Being a California resident for over 7 years, I am pretty serious about all things Mexican food. It goes without saying that I love chips and guacamole, I eat that for dinner many nights, but right up there are fish tacos. There are a couple places around the Bay Area that have good ones like Tacolicious and Don Pistos, as well as this hole in the wall place near our old house in Palo Alto, Sancho’s Taqueria.

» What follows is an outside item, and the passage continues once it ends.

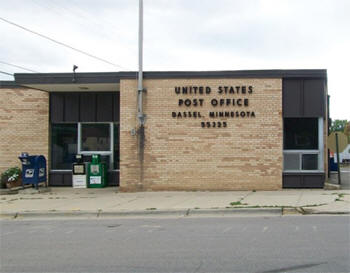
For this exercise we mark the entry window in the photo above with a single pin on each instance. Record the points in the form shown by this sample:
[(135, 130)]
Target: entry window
[(95, 137), (63, 145), (300, 133), (116, 152), (303, 144)]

But I am not going to lie, my fish tacos are pretty darn good. And healthy too! The key is the spice rub, as well as good quality corn tortillas. For the spice rub, the recipe below will give you more than you will need, but save it with your other spices and use it the next time you make these tacos or any type of fish or chicken. Think of it as magic dust with all its tasty seasoning. I added my recipe for pico de gallo and crema, but feel free to buy a version of that at the store to make these tacos even easier.Fish_Tacos_2

The best of all, these tacos are seriously healthy. Gluten free because I found all corn tortillas, as well as pan seared fish. They are so good and healthy, it is totally ok to eat two, three, or four at one time. I certainly have.


California Fish Tacos
  • Pico de gallo:
  • 5 plum tomatoes, seeded, chopped
  • 1/2 small yellow onion, finely chopped
  • 1/2 cup chopped fresh cilantro
  • 1 teaspoon fresh lime juice
  • 1 jalapeño, stemmed, seeded, minced
  • Kosher salt
  • freshly ground black pepper
  • Crema:
  • 1/2 cup sour cream
  • 2 tablespoons lime juice
  • Kosher salt
  • freshly ground black pepper
  • Hot pepper sauce
  • Tacos:
  • 1 tablespoon paprika
  • 1/2 tablespoon cumin
  • 1 teaspoon garlic powder
  • 1 teaspoon onion powder
  • 1 teaspoon dried oregano
  • 1 teaspoon dried thyme
  • 1 teaspoon kosher salt
  • 1/2 teaspoon freshly ground black pepper
  • 1/4 teaspoon cayenne pepper
  • 1 pound firm white fish such as halibut or butterfish, cut into 1 1/2" cubes
  • 8 6" corn tortillas, warmed
  • 1 cup finely shredded cabbage
  • 1 lime, cut into wedges

For pico de gallo:

Combine first 5 ingredients in a medium bowl. Season to taste with salt and pepper.

For crema:

Whisk sour cream and lime juice in a small bowl to blend. Season to taste with salt, pepper, and hot sauce.

For tacos:

Combine all dried spices in a small bowl. Rub over fish and let marinate for 5 - 10 minutes. In a large sauté pan, preferably non-stick, sauté the fish for about 2 minutes on each side or until just flaky. While you are sautéing the fish place the corn tortillas in the oven for a minute or two to warm up.

Once fish is done, fill tortillas with fish, cabbage, and pico de gallo. Drizzle with crema. Squeeze fresh lime wedges over tacos.